‘British power for British jobs’: Labour Party outlines vision for the green economy
Labour Party leader Kier Starmer has pledged to “throw everything” at the net-zero transition if elected, outlining plans to create renewable energy jobs and enable a just transition for fossil fuel workers.
Delivering a speech in Edinburgh this morning (19 June), Starmer outlined the key facets of his Party’s ‘Green Prosperity Plan’ for pairing levelling up and the transition to net-zero. He called doing so “the race of a lifetime” for the UK to become a low-carbon leader on the global stage.
Starmer said: “We can cut bills, create jobs, and ensure energy security for Britain… that means we need to invest.
“We’re going to throw everything at this: planning reform, procurement, long-term finance, R&D, a strategic plan for skills and supply chains. A new plan for a new settlement … all pulling together for a simple, unifying priority: British power for British jobs.”
Headline pledges from Labour include reforming the planning system for energy projects; ending legacy barriers to onshore wind development and giving all regulators binding new-zero remits with instructions to prioritise projects that enable the low-carbon transition.
Labour will also create a new publicly-owned energy generation firm, GB Energy. We already knew of this commitment but, today, Starmer confirmed that it would be based in Scotland. It could provide jobs for oil and gas workers as this sector scales back, with a new clean energy project “in every community”.
Starmer outlined plans for GB Energy to provide up to £600m to local councils, and a further £400m to community energy project organisers.
This all feeds into Labour’s commitment to end unabated fossil fuelled electricity generation by 2030, five years earlier than the Conservative Party.
On energy efficiency, Starmer promised that his party would go further and faster than the Tories on retrofitting homes, with a vision of reaching 19 million homes with upgrades this decade.
This paring of home-grown renewables and energy efficiency were framed as “essential for national security” in the climate crisis.
A death knell for oil and gas
A controversial element of the Green Prosperity Plan is an end to new oil and gas licencing. Starmer first floated this pledge earlier this month and made clear today that it will not be rowed back, despite criticism from Conservative MPs or trade bodies.
A Labour Government would honour any licences in existence at the time of the next election but would not grant licences to explore new fields beyond this point.

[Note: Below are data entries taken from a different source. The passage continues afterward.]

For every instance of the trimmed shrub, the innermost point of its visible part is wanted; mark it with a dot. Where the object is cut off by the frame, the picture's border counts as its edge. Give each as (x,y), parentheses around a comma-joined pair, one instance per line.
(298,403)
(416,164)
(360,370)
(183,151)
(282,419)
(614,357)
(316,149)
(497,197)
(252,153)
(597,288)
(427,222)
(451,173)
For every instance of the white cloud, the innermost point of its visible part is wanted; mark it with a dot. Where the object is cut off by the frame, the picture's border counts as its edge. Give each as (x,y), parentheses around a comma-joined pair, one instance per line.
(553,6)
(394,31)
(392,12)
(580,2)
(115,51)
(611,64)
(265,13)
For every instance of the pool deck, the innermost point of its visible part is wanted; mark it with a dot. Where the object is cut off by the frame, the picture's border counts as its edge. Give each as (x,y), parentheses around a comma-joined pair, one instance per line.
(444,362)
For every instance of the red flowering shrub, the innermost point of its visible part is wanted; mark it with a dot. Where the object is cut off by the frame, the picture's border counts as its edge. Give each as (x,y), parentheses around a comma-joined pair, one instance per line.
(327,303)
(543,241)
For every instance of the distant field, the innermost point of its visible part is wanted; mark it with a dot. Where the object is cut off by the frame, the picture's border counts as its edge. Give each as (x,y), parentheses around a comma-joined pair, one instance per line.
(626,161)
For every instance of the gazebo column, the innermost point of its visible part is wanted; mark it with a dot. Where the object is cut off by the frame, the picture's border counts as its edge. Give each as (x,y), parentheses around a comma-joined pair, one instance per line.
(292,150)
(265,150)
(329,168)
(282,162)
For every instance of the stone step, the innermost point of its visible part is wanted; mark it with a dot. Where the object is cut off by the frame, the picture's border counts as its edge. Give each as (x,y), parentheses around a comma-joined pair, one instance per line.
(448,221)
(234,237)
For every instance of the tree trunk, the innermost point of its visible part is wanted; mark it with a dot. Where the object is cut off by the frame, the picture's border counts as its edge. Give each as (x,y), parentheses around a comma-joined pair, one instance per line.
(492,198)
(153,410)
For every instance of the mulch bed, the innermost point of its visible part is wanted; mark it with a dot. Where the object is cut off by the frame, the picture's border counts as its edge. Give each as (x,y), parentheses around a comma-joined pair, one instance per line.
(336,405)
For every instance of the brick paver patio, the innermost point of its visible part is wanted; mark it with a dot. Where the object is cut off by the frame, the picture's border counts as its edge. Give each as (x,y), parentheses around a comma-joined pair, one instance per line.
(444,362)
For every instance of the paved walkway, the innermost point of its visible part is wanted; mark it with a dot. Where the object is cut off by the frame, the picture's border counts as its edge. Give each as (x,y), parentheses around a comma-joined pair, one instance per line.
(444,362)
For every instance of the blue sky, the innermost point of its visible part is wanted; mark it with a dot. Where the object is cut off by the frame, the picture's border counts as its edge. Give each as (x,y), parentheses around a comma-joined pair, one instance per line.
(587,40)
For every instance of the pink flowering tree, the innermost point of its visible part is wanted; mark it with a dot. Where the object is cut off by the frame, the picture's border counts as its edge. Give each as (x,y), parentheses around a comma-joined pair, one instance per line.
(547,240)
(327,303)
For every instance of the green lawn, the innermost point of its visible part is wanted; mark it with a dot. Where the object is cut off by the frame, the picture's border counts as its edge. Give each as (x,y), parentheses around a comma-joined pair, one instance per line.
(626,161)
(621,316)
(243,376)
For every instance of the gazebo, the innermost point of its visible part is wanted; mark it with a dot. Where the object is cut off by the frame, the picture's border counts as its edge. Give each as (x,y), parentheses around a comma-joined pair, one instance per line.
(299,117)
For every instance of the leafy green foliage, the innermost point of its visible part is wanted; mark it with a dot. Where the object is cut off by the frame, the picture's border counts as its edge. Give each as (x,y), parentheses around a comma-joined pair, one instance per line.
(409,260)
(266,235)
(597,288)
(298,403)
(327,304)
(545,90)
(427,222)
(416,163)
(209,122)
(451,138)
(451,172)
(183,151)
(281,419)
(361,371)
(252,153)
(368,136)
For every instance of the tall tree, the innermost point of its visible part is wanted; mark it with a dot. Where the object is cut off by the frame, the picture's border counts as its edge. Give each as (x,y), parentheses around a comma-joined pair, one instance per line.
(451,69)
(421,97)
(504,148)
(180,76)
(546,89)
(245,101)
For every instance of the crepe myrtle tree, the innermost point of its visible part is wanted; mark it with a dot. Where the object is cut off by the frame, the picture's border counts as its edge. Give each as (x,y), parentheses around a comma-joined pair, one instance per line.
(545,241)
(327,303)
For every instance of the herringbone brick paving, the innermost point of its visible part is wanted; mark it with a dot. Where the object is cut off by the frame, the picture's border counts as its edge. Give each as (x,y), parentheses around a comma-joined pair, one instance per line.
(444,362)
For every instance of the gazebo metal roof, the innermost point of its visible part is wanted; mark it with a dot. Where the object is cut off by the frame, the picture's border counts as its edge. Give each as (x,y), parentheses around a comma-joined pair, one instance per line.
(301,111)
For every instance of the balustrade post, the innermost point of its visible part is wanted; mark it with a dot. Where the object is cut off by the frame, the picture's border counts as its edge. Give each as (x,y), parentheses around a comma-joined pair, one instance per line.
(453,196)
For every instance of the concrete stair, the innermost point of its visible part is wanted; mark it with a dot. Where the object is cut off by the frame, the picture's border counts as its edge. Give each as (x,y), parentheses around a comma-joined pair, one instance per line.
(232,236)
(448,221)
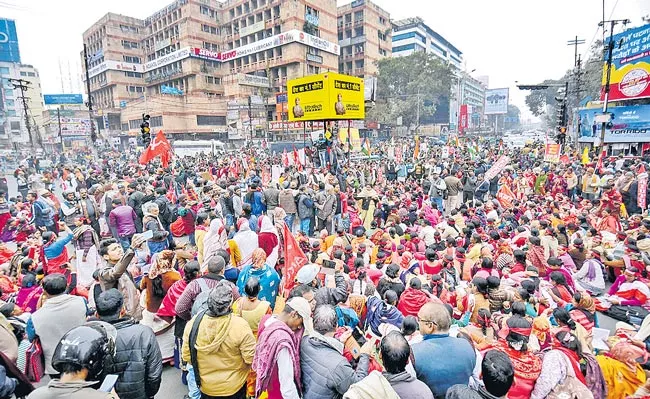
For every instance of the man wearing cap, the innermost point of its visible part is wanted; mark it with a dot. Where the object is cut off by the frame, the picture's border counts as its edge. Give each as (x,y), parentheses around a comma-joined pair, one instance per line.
(277,354)
(326,373)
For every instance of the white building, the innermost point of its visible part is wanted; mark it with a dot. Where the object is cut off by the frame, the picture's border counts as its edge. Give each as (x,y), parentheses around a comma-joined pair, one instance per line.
(13,129)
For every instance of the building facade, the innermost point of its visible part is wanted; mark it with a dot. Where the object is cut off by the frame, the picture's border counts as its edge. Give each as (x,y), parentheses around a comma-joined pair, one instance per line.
(186,62)
(364,34)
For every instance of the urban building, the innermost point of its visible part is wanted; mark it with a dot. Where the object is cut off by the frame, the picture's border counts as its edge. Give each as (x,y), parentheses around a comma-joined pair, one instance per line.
(364,35)
(18,81)
(184,64)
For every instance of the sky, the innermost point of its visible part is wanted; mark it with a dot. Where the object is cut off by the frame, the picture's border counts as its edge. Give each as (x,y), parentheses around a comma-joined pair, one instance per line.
(507,40)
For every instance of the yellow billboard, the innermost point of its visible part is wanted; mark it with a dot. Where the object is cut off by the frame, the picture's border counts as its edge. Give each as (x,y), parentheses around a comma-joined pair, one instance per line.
(326,96)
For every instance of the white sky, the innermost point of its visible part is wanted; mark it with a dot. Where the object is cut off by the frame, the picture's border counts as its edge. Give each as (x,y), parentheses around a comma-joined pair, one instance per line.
(508,40)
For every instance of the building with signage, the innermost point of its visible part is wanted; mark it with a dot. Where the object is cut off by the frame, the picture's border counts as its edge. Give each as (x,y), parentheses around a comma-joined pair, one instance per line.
(183,64)
(13,128)
(412,34)
(364,33)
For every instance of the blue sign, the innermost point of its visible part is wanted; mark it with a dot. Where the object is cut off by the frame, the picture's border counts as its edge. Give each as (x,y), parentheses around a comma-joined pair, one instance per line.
(170,90)
(62,99)
(629,125)
(9,51)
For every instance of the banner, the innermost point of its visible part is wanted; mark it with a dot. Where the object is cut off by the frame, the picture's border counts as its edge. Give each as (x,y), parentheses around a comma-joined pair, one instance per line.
(630,74)
(505,196)
(498,166)
(496,101)
(552,153)
(325,97)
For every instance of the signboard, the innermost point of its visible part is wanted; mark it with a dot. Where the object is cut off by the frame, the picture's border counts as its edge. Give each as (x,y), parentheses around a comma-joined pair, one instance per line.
(496,101)
(250,29)
(630,124)
(325,97)
(9,51)
(552,153)
(115,66)
(54,99)
(253,80)
(630,74)
(498,166)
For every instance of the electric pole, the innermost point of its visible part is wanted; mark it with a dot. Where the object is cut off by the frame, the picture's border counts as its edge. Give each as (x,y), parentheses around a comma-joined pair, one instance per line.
(22,85)
(93,135)
(608,74)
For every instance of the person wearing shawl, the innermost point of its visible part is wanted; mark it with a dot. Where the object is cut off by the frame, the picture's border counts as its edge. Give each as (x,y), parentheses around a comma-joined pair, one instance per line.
(560,363)
(268,240)
(413,298)
(268,277)
(215,239)
(278,350)
(621,369)
(380,312)
(246,240)
(86,243)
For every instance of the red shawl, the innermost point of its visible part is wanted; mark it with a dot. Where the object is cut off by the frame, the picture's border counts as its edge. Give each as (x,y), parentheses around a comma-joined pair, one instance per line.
(168,305)
(411,301)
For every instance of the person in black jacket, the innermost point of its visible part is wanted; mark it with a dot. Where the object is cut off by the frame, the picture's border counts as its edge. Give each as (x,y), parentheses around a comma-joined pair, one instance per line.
(137,360)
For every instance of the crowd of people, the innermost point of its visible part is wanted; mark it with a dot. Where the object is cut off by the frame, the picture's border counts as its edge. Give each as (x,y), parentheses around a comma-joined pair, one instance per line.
(431,272)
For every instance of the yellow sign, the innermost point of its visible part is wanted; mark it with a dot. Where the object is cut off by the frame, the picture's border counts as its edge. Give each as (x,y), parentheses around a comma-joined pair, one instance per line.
(327,96)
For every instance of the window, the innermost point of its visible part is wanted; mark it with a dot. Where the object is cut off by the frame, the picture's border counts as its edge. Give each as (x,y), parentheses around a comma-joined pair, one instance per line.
(210,120)
(155,121)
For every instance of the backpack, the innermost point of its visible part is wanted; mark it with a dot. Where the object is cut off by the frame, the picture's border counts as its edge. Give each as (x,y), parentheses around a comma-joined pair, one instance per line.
(201,301)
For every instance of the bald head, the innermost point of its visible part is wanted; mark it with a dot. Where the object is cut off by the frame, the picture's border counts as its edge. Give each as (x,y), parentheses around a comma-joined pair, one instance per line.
(434,317)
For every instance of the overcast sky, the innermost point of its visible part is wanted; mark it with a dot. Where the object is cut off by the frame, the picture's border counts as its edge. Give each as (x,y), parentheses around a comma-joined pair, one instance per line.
(508,40)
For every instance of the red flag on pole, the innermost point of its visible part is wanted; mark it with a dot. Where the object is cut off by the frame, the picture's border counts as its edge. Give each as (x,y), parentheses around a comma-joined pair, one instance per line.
(159,147)
(294,259)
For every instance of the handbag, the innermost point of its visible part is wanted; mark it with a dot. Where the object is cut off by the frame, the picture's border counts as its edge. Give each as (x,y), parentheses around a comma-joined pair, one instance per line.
(571,388)
(34,363)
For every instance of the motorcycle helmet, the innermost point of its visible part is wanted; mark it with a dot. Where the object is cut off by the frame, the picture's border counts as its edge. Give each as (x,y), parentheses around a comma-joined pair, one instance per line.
(87,346)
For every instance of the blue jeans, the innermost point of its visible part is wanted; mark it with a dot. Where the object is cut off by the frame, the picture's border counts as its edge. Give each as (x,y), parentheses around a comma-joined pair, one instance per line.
(157,246)
(289,221)
(304,225)
(439,202)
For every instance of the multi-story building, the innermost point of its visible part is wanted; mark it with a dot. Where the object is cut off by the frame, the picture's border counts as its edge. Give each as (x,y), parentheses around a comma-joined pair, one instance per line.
(364,33)
(188,60)
(14,76)
(412,34)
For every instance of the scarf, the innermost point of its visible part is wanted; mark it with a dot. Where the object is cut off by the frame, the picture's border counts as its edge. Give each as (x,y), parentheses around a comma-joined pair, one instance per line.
(269,342)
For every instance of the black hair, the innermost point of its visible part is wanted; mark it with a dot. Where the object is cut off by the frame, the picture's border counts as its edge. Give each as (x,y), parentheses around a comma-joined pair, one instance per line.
(410,325)
(55,284)
(481,285)
(252,287)
(498,373)
(562,316)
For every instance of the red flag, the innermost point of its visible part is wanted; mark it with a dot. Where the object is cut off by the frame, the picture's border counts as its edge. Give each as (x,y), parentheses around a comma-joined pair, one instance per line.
(294,259)
(159,147)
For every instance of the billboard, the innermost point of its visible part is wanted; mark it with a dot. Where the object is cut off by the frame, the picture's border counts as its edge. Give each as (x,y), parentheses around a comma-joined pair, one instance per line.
(62,99)
(496,101)
(629,125)
(9,51)
(630,75)
(326,96)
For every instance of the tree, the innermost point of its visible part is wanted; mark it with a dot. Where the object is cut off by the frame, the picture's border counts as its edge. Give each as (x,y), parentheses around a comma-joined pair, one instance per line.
(408,84)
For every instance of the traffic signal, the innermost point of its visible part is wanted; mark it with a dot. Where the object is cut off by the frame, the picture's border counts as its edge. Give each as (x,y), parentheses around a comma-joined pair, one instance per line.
(145,131)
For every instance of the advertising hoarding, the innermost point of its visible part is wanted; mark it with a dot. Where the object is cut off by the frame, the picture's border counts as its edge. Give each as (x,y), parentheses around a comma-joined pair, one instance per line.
(62,99)
(630,74)
(325,97)
(9,51)
(496,101)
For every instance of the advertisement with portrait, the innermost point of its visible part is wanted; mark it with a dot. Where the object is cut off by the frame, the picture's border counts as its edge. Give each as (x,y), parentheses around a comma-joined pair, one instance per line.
(630,73)
(629,125)
(326,96)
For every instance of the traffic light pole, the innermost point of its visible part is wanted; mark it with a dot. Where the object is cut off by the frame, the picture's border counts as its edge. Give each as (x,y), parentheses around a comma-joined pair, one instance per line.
(608,74)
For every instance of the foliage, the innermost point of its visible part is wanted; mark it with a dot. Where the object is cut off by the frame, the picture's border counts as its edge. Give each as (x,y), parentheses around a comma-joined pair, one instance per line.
(408,83)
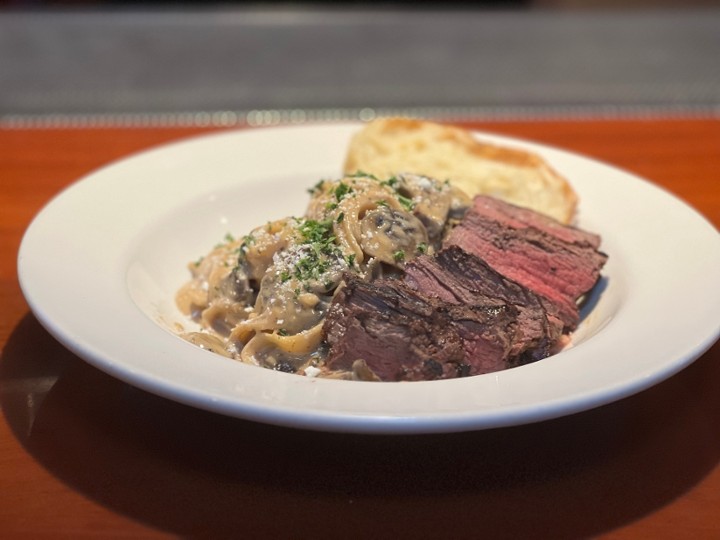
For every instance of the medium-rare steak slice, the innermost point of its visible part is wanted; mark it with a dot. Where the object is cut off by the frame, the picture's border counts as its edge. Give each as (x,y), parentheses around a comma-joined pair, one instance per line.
(459,277)
(403,335)
(521,218)
(559,271)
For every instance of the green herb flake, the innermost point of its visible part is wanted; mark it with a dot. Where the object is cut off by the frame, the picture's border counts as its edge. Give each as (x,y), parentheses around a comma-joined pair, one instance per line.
(361,174)
(317,187)
(342,190)
(390,182)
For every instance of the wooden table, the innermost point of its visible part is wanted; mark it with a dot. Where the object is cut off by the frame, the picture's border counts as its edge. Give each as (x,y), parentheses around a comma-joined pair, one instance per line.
(84,455)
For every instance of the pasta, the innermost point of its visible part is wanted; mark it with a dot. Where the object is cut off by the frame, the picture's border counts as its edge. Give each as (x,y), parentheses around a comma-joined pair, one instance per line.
(262,298)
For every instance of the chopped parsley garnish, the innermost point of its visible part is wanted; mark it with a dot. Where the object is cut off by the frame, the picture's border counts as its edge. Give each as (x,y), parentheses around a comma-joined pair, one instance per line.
(321,249)
(247,241)
(317,187)
(361,174)
(342,190)
(390,182)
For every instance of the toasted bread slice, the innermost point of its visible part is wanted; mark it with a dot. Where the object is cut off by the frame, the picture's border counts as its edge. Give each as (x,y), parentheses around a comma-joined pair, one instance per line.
(389,146)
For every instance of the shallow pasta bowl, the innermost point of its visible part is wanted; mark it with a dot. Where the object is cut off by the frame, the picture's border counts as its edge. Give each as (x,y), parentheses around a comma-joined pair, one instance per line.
(101,263)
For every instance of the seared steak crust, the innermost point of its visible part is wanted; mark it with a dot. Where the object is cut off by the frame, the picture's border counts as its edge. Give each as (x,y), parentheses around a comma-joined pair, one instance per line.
(403,335)
(458,277)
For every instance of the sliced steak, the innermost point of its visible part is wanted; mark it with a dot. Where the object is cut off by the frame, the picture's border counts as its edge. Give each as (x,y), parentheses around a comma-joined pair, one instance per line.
(517,217)
(458,277)
(557,270)
(403,335)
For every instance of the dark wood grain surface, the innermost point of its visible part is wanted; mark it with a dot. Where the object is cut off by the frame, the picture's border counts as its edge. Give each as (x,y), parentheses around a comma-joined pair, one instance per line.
(83,455)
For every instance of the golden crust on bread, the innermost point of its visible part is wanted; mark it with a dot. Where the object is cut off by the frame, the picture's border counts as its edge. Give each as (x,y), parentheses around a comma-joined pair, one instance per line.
(389,146)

The International Energy Agency (IEA) has stated that ensuring that no new oil and gas exploration takes place beyond projects already in the works in 2021 is a pre-requisite for reaching global net-zero by 2050.
Trade bodies have argued that the UK should be exempt from this, as the majority of its 280+ active oil and gas fields will cease production by 2030. Moreover, Tories have accused Starmer of siding with environmental activists at Just Stop Oil and have demanded a far more detailed plan for protecting energy security and ensuring a just transition for the UK’s 200,000 oil and gas value chain workers.
Scottish Labour leader Anas Sarwar said: “There will be no cliff edge. There will be no turning off of the taps… what our industry needs is a Government that backs them, that works with them on a jobs-first transition.”
Starmer called the “good jobs for working people” in oil and gas “essential” to communities at presence, but urged the importance of creating “a bridge to a better future”.
Greenpeace UK campaigner Philip Evans said the idea that Labour’s plans would “lead to an overnight shutdown of the industry” was nonsense.Labour’s opposition to new exploration licences represented “genuine leadership” he has argued, and the party was right “to debunk scare stories being peddled by climate delayers”.
The launch of the Green Prosperity Plan follows the publication of Chris Skidmore MP’s Net-Zero Review earlier this year. The review concluded that the current Government is not implementing joined-up policy to fully realise the potential social and economic benefits of the net-zero transition.
Ministers have agreed to adopt some of Skidmore’s recommendations, but had declined to take some other key elements of the review on board – including the creation of a new cross-departmental ‘office for net-zero delivery’. This arms-length body would be responsible for holding all Departments to account and ensuring that they work in a joined-up fashion.